Saturday 18 February 2017

Aylesbury'd in the snow.... A tale of a cows arse and his mate banjo

Well the fingers and toes have just about thawed out from last weekend so we can finally set to work on putting our anal into analysis. Somewhat of an ironic term to use given the fact that the match unravelled like a massive dog turd.

Never let it be said that theBoroWalk shies away from a challenge though and, thanks to those evening classes on 'polishing turds', we plough into the detail like Nic "clintons" Ciardini at an 'all-you-can-eat' kebab van.

There wasn't too much of note as the team sheet arrived at theBoroWalk towers. John "tiny dancer" Oyenuga continued his stretch on 'the Judy' as Jack "Mischa" Barton extended his run of starts as coal man in the engine room. No Sam "Ali" Shaban in the squad though, it transpired he'd gone for a trial in wrestlemania... or some other country, I forget. Good luck to the lad.

Some #FakeNews reverberating from the changing rooms suggested that the Aylesberet management had chosen to utilise our prematch prose score prediction to fire up his visiting moles to the slaughter. Clearly not regular readers then!!!! We go on record as saying how very flattered we are and, if you need us to do your job for you in future matches, just drop us a DM on twitter 😉

Great to see a pack of mascots taking to the field with their big yellow heroes by the way. Hope to see much more of this going forward.

Kick off crept up on us like Eddie "Gillette" Smith at the clinic.
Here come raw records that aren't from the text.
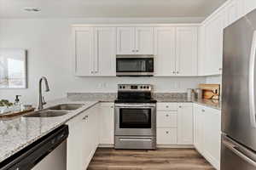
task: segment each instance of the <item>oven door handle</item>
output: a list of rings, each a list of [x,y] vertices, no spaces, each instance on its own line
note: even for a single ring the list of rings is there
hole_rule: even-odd
[[[114,105],[118,108],[154,108],[155,105],[125,105],[125,104],[116,104]]]

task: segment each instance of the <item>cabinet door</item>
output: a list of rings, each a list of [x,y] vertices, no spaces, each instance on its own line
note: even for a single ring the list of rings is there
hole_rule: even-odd
[[[247,14],[256,8],[255,0],[244,0],[245,14]]]
[[[93,76],[94,36],[92,27],[73,28],[76,76]]]
[[[177,110],[177,144],[193,144],[193,107],[180,105]]]
[[[136,54],[154,54],[154,28],[136,27]]]
[[[233,0],[230,1],[230,4],[225,8],[225,26],[224,27],[229,26],[233,22],[237,20],[242,16],[243,14],[243,3],[242,0]]]
[[[177,75],[197,76],[197,27],[177,28]]]
[[[175,27],[154,30],[154,76],[175,76]]]
[[[194,145],[203,155],[203,123],[205,110],[203,106],[194,105]]]
[[[157,110],[157,128],[177,128],[177,111]]]
[[[95,39],[96,75],[115,76],[116,28],[96,28]]]
[[[117,54],[135,54],[135,28],[117,28]]]
[[[177,128],[157,128],[158,144],[177,144]]]
[[[216,15],[206,26],[207,75],[222,74],[224,14]]]
[[[97,106],[86,110],[83,118],[83,145],[81,147],[83,168],[86,169],[99,144],[98,111]]]
[[[218,110],[206,108],[204,113],[204,156],[219,169],[221,145],[221,114]]]
[[[100,109],[100,144],[113,144],[114,110],[113,103],[104,103]]]

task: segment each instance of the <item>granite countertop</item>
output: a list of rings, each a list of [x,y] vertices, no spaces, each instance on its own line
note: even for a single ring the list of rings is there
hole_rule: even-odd
[[[52,130],[65,124],[67,121],[92,107],[98,101],[77,102],[67,99],[48,102],[44,108],[59,104],[84,104],[79,110],[56,117],[23,117],[15,116],[12,119],[0,120],[0,162],[33,143]]]
[[[184,94],[154,94],[158,102],[191,102],[220,110],[218,100],[188,99]],[[99,102],[113,102],[116,94],[67,94],[67,98],[48,102],[44,108],[60,104],[84,104],[79,110],[56,117],[0,119],[0,162]]]

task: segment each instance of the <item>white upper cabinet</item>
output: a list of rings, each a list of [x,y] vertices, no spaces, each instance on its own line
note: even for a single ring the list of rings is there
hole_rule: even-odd
[[[224,15],[220,13],[205,26],[206,59],[204,71],[206,75],[222,74],[224,24]]]
[[[135,54],[134,27],[117,28],[117,54]]]
[[[256,8],[255,0],[244,0],[245,14],[247,14]]]
[[[74,27],[73,41],[76,76],[116,75],[116,28]]]
[[[154,76],[175,76],[176,28],[154,29]]]
[[[94,74],[94,32],[92,27],[73,28],[75,74]]]
[[[116,28],[95,29],[95,74],[115,76]]]
[[[229,26],[243,15],[243,0],[233,0],[225,8],[224,27]]]
[[[152,27],[118,27],[117,54],[154,54]]]
[[[177,27],[176,38],[176,74],[197,75],[197,27]]]
[[[154,28],[136,27],[136,54],[154,54]]]

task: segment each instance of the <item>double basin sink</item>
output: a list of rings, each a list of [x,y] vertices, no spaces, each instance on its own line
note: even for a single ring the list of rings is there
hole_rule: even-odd
[[[61,116],[69,113],[69,111],[78,110],[83,107],[83,104],[61,104],[49,107],[46,110],[35,111],[25,115],[24,117],[55,117]]]

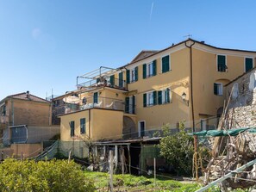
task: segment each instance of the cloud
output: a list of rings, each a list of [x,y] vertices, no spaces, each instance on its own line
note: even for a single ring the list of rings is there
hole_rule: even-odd
[[[40,28],[33,28],[32,30],[32,37],[34,40],[37,40],[40,38],[40,36],[41,35],[41,30]]]

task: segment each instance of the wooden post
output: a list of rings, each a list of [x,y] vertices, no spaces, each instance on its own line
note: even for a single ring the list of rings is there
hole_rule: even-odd
[[[110,185],[110,192],[114,191],[113,187],[113,151],[109,151],[109,185]]]
[[[153,185],[155,188],[156,185],[156,162],[155,162],[155,158],[153,158]]]

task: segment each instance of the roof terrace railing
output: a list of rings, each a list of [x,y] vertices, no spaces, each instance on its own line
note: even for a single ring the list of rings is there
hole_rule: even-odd
[[[134,106],[133,106],[134,108]],[[76,103],[65,103],[57,107],[54,107],[53,113],[54,115],[59,115],[64,114],[69,114],[77,111],[82,111],[90,108],[105,108],[111,110],[125,111],[125,103],[122,100],[97,96],[97,97],[84,97],[79,102]],[[134,110],[129,112],[134,114]]]
[[[111,87],[120,90],[127,90],[127,83],[123,79],[113,78],[111,77],[92,79],[82,84],[77,84],[77,88],[93,89],[97,87]]]

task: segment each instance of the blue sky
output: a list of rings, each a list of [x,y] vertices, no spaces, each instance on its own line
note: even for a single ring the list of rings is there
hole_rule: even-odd
[[[187,39],[256,51],[256,1],[0,0],[0,100],[75,90],[76,77]]]

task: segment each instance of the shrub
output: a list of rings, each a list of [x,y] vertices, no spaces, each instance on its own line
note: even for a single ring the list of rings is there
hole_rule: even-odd
[[[80,166],[66,160],[34,162],[5,159],[0,164],[3,192],[94,191]]]

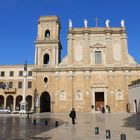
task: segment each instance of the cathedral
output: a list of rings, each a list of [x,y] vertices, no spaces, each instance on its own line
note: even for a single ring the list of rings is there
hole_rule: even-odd
[[[140,65],[128,53],[124,21],[120,27],[74,28],[69,20],[67,55],[61,60],[57,16],[41,16],[35,62],[27,67],[26,102],[35,112],[126,112],[128,85],[140,78]],[[23,65],[0,66],[0,107],[20,110]],[[3,86],[5,85],[5,86]]]

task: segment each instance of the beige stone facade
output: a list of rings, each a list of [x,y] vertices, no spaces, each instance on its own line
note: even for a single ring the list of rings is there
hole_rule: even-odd
[[[60,29],[57,16],[39,18],[35,64],[30,65],[31,108],[37,112],[68,112],[74,107],[79,112],[94,112],[109,105],[112,112],[125,112],[128,85],[140,78],[140,66],[128,53],[125,27],[71,25],[68,53],[62,61]],[[0,71],[4,69],[0,67]],[[1,89],[0,94],[6,99],[11,93]],[[12,96],[15,99],[19,94],[17,90]]]

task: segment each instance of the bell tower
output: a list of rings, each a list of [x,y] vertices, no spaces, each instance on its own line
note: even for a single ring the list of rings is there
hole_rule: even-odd
[[[41,16],[35,41],[35,65],[54,67],[60,62],[60,22],[57,16]]]

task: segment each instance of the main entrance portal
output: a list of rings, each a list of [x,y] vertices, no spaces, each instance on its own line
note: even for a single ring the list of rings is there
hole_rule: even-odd
[[[43,92],[40,97],[40,112],[50,112],[51,111],[51,98],[48,92]]]
[[[95,92],[95,111],[100,111],[104,106],[104,92]]]

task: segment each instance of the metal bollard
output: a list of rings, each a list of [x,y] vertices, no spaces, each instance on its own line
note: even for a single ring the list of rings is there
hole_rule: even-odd
[[[99,127],[95,127],[95,135],[99,135]]]
[[[121,134],[121,139],[120,140],[126,140],[126,134]]]
[[[58,121],[55,121],[55,127],[58,127]]]
[[[36,124],[36,120],[34,120],[34,124]]]
[[[45,120],[45,125],[48,125],[48,121],[47,120]]]
[[[110,139],[111,138],[111,132],[110,130],[106,130],[106,139]]]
Cagey first couple of minutes from Boro as Sam "Fogle" Pearce and Josh "the Salmon" Huggins were caught cold rehearsing their double act rendition of the can-can. This allowed one of the Moles to get to the bisexual-line and cross dress his balls into our box. Thankfully cap'n CJ "Pammy" Fearn was on hand to despatch the ball into orbit and away from danger.
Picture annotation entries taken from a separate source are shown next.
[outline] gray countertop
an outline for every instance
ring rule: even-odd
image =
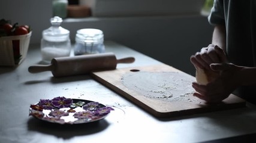
[[[135,58],[117,68],[161,63],[115,42],[106,42],[106,46],[118,59]],[[50,72],[29,73],[28,67],[41,58],[40,45],[30,45],[20,65],[0,67],[0,142],[198,142],[256,133],[256,108],[249,103],[245,108],[158,119],[88,75],[55,78]],[[31,104],[59,96],[97,101],[115,110],[98,122],[79,125],[29,116]]]

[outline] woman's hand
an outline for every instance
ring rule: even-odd
[[[227,98],[239,85],[237,80],[241,67],[231,63],[211,64],[210,69],[220,73],[219,77],[206,85],[193,82],[197,92],[194,96],[209,103],[218,103]]]
[[[190,57],[190,61],[195,67],[210,70],[212,63],[221,63],[227,61],[224,51],[217,45],[210,44],[203,48],[200,52],[195,53]]]

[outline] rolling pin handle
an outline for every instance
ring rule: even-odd
[[[34,65],[28,68],[28,72],[31,73],[37,73],[46,71],[52,71],[53,69],[53,64],[49,65]]]
[[[132,63],[134,62],[135,58],[134,57],[127,57],[117,60],[118,63]]]

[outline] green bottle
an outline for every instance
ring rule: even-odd
[[[67,18],[68,0],[53,0],[53,16],[58,16],[61,18]]]

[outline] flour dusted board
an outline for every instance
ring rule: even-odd
[[[156,117],[189,115],[245,106],[230,96],[218,105],[209,105],[192,96],[195,78],[166,64],[118,69],[92,73],[102,84]]]

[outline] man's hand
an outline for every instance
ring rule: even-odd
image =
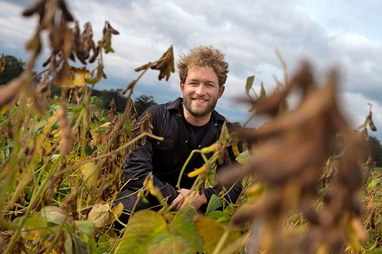
[[[187,189],[182,189],[178,191],[180,193],[174,201],[173,201],[171,204],[172,205],[173,204],[176,203],[181,200],[182,198],[183,198],[183,200],[180,201],[174,207],[174,209],[176,211],[178,211],[184,206],[188,205],[191,201],[191,199],[192,199],[194,194],[193,193],[191,192],[191,190]],[[201,205],[206,203],[207,203],[207,198],[205,197],[204,193],[202,192],[201,194],[199,194],[198,192],[196,193],[196,196],[195,196],[195,198],[193,199],[192,205],[195,207],[195,209],[197,210]]]

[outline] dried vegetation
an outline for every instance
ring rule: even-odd
[[[26,44],[31,57],[25,72],[0,88],[3,253],[382,252],[381,173],[365,143],[368,126],[376,130],[371,106],[360,130],[352,130],[339,109],[338,72],[331,70],[326,83],[318,84],[303,63],[289,79],[280,54],[284,81],[277,80],[272,94],[267,97],[262,84],[260,96],[255,93],[257,98],[252,99],[254,76],[246,87],[254,116],[267,115],[271,120],[232,136],[224,127],[215,144],[192,152],[201,153],[205,164],[189,174],[197,177],[185,199],[204,182],[213,186],[240,178],[245,188],[238,201],[227,200],[223,189],[211,197],[206,216],[187,205],[172,212],[162,202],[160,212],[136,212],[123,234],[117,234],[111,225],[125,212],[120,204],[111,204],[124,184],[124,151],[146,136],[162,138],[152,134],[149,114],[137,122],[130,97],[149,69],[159,71],[159,80],[168,80],[174,71],[172,46],[159,60],[135,69],[142,71],[124,91],[129,96],[124,112],[117,113],[113,101],[108,111],[94,111],[92,90],[106,78],[102,54],[114,52],[111,39],[118,32],[106,21],[103,38],[95,43],[91,24],[81,32],[63,0],[40,0],[23,14],[40,17]],[[51,55],[36,84],[31,73],[43,31],[49,34]],[[97,60],[97,66],[90,71],[69,64],[77,60],[84,64]],[[0,72],[6,67],[1,55]],[[52,85],[63,90],[54,101],[47,99]],[[296,89],[302,92],[300,101],[289,111],[286,98]],[[248,151],[239,155],[239,140]],[[341,143],[338,154],[332,152],[335,142]],[[213,168],[229,160],[229,146],[242,166],[216,176]],[[149,192],[162,201],[150,176],[139,195],[144,199]]]

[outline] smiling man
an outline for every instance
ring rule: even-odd
[[[175,186],[184,164],[192,150],[208,146],[217,140],[226,121],[214,110],[218,99],[224,91],[228,72],[228,64],[224,61],[224,55],[212,46],[200,46],[181,56],[178,67],[183,98],[147,110],[152,116],[153,133],[164,137],[164,140],[148,137],[144,144],[140,143],[136,150],[131,151],[124,165],[124,179],[128,183],[115,201],[116,204],[123,204],[125,213],[120,217],[122,222],[127,221],[134,205],[135,211],[160,209],[155,197],[149,195],[146,203],[137,201],[137,192],[150,173],[154,185],[160,189],[164,196],[168,197],[168,203],[178,203],[174,209],[179,209],[181,203],[178,201],[190,192],[195,180],[188,177],[187,174],[202,166],[204,161],[199,154],[191,158],[182,176],[180,185],[182,189],[177,190]],[[229,123],[227,127],[230,131],[234,128]],[[241,146],[239,149],[241,150]],[[228,149],[228,153],[231,159],[234,160],[231,149]],[[218,165],[217,171],[221,168]],[[229,202],[236,202],[241,191],[241,185],[225,188],[229,190],[225,198]],[[205,211],[211,196],[218,195],[222,189],[221,185],[213,188],[203,188],[193,199],[192,205],[197,210]]]

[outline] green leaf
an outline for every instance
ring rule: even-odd
[[[194,254],[195,249],[188,239],[171,235],[159,235],[149,245],[148,254]]]
[[[245,92],[247,93],[249,92],[250,89],[252,88],[254,79],[255,79],[255,76],[251,76],[247,78],[247,84],[245,85]]]
[[[235,205],[233,203],[230,203],[226,207],[225,207],[225,208],[224,208],[224,210],[223,210],[223,212],[226,214],[232,215],[235,213],[234,205]]]
[[[153,238],[168,233],[166,220],[161,215],[151,210],[138,211],[129,220],[115,253],[147,253]]]
[[[210,213],[207,215],[207,217],[212,218],[216,220],[218,222],[220,222],[223,224],[226,224],[225,223],[229,221],[231,219],[231,217],[228,214],[225,213],[221,211],[212,211]]]
[[[170,224],[171,234],[187,239],[194,249],[193,253],[203,251],[203,242],[193,223],[196,214],[194,209],[188,206],[183,207],[177,212]]]
[[[207,206],[207,209],[205,210],[205,214],[208,214],[212,211],[214,211],[219,207],[223,205],[223,201],[219,197],[214,194],[212,194],[211,198],[209,199],[208,205]]]
[[[97,150],[98,149],[96,146],[95,146],[93,149],[92,149],[92,147],[91,147],[89,145],[87,145],[85,147],[85,153],[86,153],[88,155],[91,155],[93,154],[95,151]]]
[[[92,122],[94,123],[95,121],[99,122],[99,119],[98,119],[96,114],[93,113],[93,114],[92,114]]]
[[[61,224],[65,219],[62,210],[57,206],[48,205],[40,211],[40,217],[48,222]]]
[[[221,236],[228,230],[224,225],[208,217],[197,217],[195,220],[195,225],[203,239],[204,251],[207,253],[212,253]],[[238,239],[239,236],[235,232],[230,232],[223,245],[223,249]]]
[[[48,232],[46,221],[39,218],[28,218],[21,230],[21,237],[29,240],[43,238]]]
[[[97,242],[97,254],[102,254],[109,251],[110,244],[105,236],[101,235]]]
[[[249,158],[249,152],[247,150],[241,153],[238,156],[236,157],[236,161],[241,164],[243,164],[247,162]]]
[[[94,232],[94,223],[87,220],[75,220],[74,225],[80,232],[89,236],[92,236]]]
[[[97,228],[107,224],[109,220],[109,204],[98,204],[92,208],[88,216],[88,220],[94,223]]]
Some interchanges neater then "Reggie" Emmerson's wig collection from the visitors and, as we'd anticipated, their league position wasn't giving a true reflection of the a la carte menu they were dishing up. This was a team clearly transitioning like a politically correct minefield. That said, the early signs suggested that, for all their new manager's contacts in the transfer market, deals on specsavers contacts were clearly less fruitful. The PRE would get more smashed then Boro Ass.Man. JR on the Fosters top.

That said, "Gillette" Smith looked like he had the taste for it and ghosted past the visiting right back like Perry "the Hoffen" Coles queue jumping at a So Solid Crew reunion.
A long throw, twice flicked on by Aylesburians almost presented the first goal to "Gillette" but he had it nicked off his toes just as he was winding up to deliver the ballbag buster. Thankfully we didn't have much longer to wait to feel some respite from Jack Frosty bollocks.

On 25 mins "Clintons" drifted in a beauty of a corner ball into the crowded area and, through a combination of the ballbag protector and Curtis "Mayfield" Osano's throbbing head, the ball fell at the feet of "Gillette" who struck with razor sharp precision into the mach of the net. Those who's joints hadn't frozen solid jumped to the heavens in ecstasy as the almighty yellows were up and running again. 1-0
Unfortunately a goal didn't become the spark to ignite the half into a rip snorting petrol fire and ultimately it petered out like a soggy indoor firework. Granted there was still time for the visitors to get more target practise in on the PRE. Evidently they hadn't done their research on how much that cost us! How bloody rude!! Also special mention to cap'n Ceej for another of his trademark "throw your entire soul at it" blocks, right on the stroke of half time.
HT 1-0

Yessssss.... HALF TIME!! FREE BURGER AND CHI..... OHHHHHH FML. Still, at least there wasn't a queue today.

One change at HT as Dennis "the Fire Engine" Oli was pulled off for "Tiny Dancer". Dennis was struggling with illness... a monumentally tough ask in that condition, so fair play. Back to 4-4-2.

We started reasonably brightly in the 2nd half as the players felt the warmth of the PRE drawing them in like "Mischa" Barton and an e-mail entitled "free tickets to BBC Question Time".
The footy was less tiki-taka and more jiggery pokery as a nondescript Boro venture ended up in a comedy attempted clearance by one of the defenders and "Gillette" summoned his inner Van Basten as he hooked a sumptuous 20 yard volley leaving the ballbag man smelling of roadkill. Unfortunately for the Boro faithful, the protectors blushes were saved like a super-injunction as the bar of cross came to the rescue. Sublime effort, deserved more!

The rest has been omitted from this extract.